上述のように作製された形質転換体を、例えば数時間から数日間培養する間に、被験物を培地中に加えて前記形質転換体と接触させ、エストロゲンレセプターまたは該レセプターのリガンド結合領域と、転写共役因子または該因子のレセプター結合領域との結合を惹起させ、その結果形成される上記2種の融合蛋白質の複合体の転写調節能を前記レポーター遺伝子の発現量を指標にして測定する。具体的には、例えば、レポーター遺伝子としてルシフェラーゼ遺伝子を用いた場合には、被験物を接触させた形質転換体から調製された細胞粗抽出物にルシフェラーゼの基質であるルシフェリンを加えると、細胞粗抽出物中のルシフェラーゼ量に比例した強度で発光する。従って、この発光強度をルミノメーターなどの測定装置で測定することにより、ルシフェラーゼの量、ひいては、ルシフェラーゼ遺伝子の発現量を知ることができる。同様にして、形質転換体に被験物を接触させない条件下におけるレポーター遺伝子の発現量を測定し、該発現量と、被験物を接触させた条件下における発現量とを比較することにより、被験物中のエストロゲン様活性物質のエストロゲンレセプターに対するアゴニスト活性、すなわち、該レセプターの活性化能を評価することができる。また、例えば、上記の形質転換体にE2等のエストロゲンを接触させた条件下、および、該エストロゲンと被験物とを同時に接触させた条件下にそれぞれ上記と同様の方法でレポーター遺伝子の発現量を測定する。形質転換体にエストロゲンを接触させた条件下におけるレポーター遺伝子の発現量と比較して、エストロゲンと被験物とを接触させた条件下におけるレポーター遺伝子の発現量が低ければ、この被験物はエストロゲンレセプターに対するアンタゴニスト活性、すなわち、該レセプターの抗活性化能を有すると評価することができる。
【0013】
本発明のエストロゲンレセプターを用いたレセプターバインディングアッセイは、該エストロゲンレセプターに対する化学物質の結合能の測定や結合量の定量のほか結合特異性、結合力の分析などが可能な試験方法である。例えば、上述のようにして本発明形質転換体から回収された本発明のエストロゲンレセプターに、標識されたリガンド(以下、標識リガンドと記す。)が結合しているところへ、被験物を共存させると、被験物と標識リガンドとの競合から、両者のレセプターへの親和性に応じて、標識リガンドがレセプターから遊離し、レセプターに結合した標識リガンドの量が減少し、よってレセプターに結合した標識量が減少する。従って、遊離型の標識リガンドの標識量または結合型の標識リガンドの標識量をモニターすることにより、被験物のレセプターへの結合能が間接的にわかる。

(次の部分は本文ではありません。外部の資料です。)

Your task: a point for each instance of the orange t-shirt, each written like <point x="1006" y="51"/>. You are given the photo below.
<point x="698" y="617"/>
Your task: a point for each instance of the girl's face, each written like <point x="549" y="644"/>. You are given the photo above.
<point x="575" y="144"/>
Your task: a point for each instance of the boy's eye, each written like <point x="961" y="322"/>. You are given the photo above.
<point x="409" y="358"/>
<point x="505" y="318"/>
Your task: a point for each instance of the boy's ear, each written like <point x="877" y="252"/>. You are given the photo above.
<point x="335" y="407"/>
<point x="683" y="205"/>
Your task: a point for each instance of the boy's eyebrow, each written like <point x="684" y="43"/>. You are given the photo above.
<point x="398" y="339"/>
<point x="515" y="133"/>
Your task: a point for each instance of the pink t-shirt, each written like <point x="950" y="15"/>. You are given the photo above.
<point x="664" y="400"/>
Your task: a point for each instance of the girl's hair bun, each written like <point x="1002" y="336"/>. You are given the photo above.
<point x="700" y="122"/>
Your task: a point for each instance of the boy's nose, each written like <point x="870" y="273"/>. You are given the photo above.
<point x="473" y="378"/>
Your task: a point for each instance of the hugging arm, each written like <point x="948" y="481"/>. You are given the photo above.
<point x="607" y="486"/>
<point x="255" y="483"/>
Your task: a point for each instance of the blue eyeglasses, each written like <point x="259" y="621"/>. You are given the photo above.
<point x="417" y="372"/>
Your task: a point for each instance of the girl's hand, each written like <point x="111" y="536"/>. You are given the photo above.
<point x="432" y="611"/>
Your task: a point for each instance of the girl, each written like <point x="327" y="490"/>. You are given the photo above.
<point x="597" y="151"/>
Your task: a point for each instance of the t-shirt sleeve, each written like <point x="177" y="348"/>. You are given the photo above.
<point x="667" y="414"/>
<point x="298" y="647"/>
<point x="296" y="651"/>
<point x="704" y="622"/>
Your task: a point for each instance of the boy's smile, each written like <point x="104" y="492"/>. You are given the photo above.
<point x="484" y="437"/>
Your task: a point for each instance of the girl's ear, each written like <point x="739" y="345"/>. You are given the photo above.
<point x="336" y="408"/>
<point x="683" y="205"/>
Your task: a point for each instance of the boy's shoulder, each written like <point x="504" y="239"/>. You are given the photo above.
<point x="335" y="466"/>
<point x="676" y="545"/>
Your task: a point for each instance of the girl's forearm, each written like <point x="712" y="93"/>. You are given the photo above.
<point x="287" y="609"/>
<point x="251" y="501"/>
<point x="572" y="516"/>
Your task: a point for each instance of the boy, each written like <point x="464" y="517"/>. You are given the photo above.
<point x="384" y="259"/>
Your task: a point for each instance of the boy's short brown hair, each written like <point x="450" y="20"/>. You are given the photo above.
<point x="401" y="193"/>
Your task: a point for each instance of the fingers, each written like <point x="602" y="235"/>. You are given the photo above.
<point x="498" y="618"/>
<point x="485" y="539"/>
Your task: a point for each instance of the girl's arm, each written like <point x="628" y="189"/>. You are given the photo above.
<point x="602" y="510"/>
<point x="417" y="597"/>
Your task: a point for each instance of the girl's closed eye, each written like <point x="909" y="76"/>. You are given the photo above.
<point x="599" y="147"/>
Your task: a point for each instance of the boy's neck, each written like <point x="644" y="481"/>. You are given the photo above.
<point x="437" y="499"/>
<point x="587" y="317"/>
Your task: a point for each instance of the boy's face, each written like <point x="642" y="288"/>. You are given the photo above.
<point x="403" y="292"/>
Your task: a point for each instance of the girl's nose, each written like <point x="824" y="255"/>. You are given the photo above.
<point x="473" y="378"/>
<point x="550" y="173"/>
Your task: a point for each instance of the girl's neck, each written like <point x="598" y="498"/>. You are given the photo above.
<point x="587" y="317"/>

標識リガンドとしては、例えば、トリチウム標識されたE2等を用いることができる。標識リガンドの結合型/遊離型の分離はヒドロキシアパタイト法やグリセロール密度勾配超遠心法などで行うことができる。反応系は大きく3群にわけられる。一つの系は、エストロゲンレセプターに標識リガンドが結合しているところへ溶媒のみが添加される群であり、被験物の濃度がゼロの系に相当し、この系から得られる結合型の標識リガンドの標識量は、標識リガンドのエストロゲンレセプターに対する総結合量を示す。もう一つの系は、エストロゲンレセプターに標識リガンドが結合しているところへ、例えば、標識されていないE2が、レセプターを十分飽和し標識リガンドが結合できなくなるだけの濃度(例えば10μM)となるよう添加された系であり、この系から得られる結合型の標識リガンドの標識量は、標識リガンドのエストロゲンレセプターに対する非特異的な結合量と判断される。したがって、エストロゲンレセプターへの標識リガンドの特異的結合量は、総結合量からこの非特異的結合量を引いた値となる。3番目の系は、エストロゲンレセプターに標識リガンドが結合しているところへ、被験物が、例えば最終濃度10μM(この濃度は目的により任意に変更する。)となるよう添加された系である。被験物がエストロゲンレセプターへの結合能を有する場合は、この系から得られる結合型の標識リガンドの標識量は、上記のようにして求めた被験物濃度がゼロの時のエストロゲンレセプターへの標識リガンドの特異的結合量より小さくなる。このようにしてレセプターバインディングアッセイを行うことにより、本発明のエストロゲンレセプターに対する被験物の結合能を調べることができ、被験物が複数の物質を含む場合にはその中にエストロゲンレセプターに親和性を示す物質が存在するかどうかを調べることもできる。さらに、本発明のエストロゲンレセプターに対する被験物の結合能をより詳細に評価するには、例えば前記の3番目の系における被験物の添加濃度を変えて同様にアッセイを行い結合型の標識リガンドの標識量を測定する。該測定値に基づき、各アッセイにおける結合型と遊離型のリガンド量を算出して、例えばスキャッチャード解析を行うことにより、被験物と本発明のエストロゲンレセプターとの結合親和性、結合特異性、結合容量等を評価することができる。
【0014】
本発明のレポーターアッセイ、ツーハイブリッドシステムおよびレセプターバインディングアッセイは、化学物質の安全性評価や、環境中のエストロゲン様活性物質の検出等に利用することができる。
【0015】
【実施例】
以下、実施例により本発明を更に詳細に説明するが、本発明はこれら実施例によって限定されるものではない。
【0016】
実施例1(本発明遺伝子の取得)
(1)本発明遺伝子の取得用プローブの作製
ブルーギルの肝臓約100mgから、Trizol試薬(Life Technologies社製)を用いて添付マニュアルに従い全RNAを抽出した。この全RNAの約1μgとThermoScript RT−PCR system(Life Technologies社製)を用いてcDNAライブラリーを作製した。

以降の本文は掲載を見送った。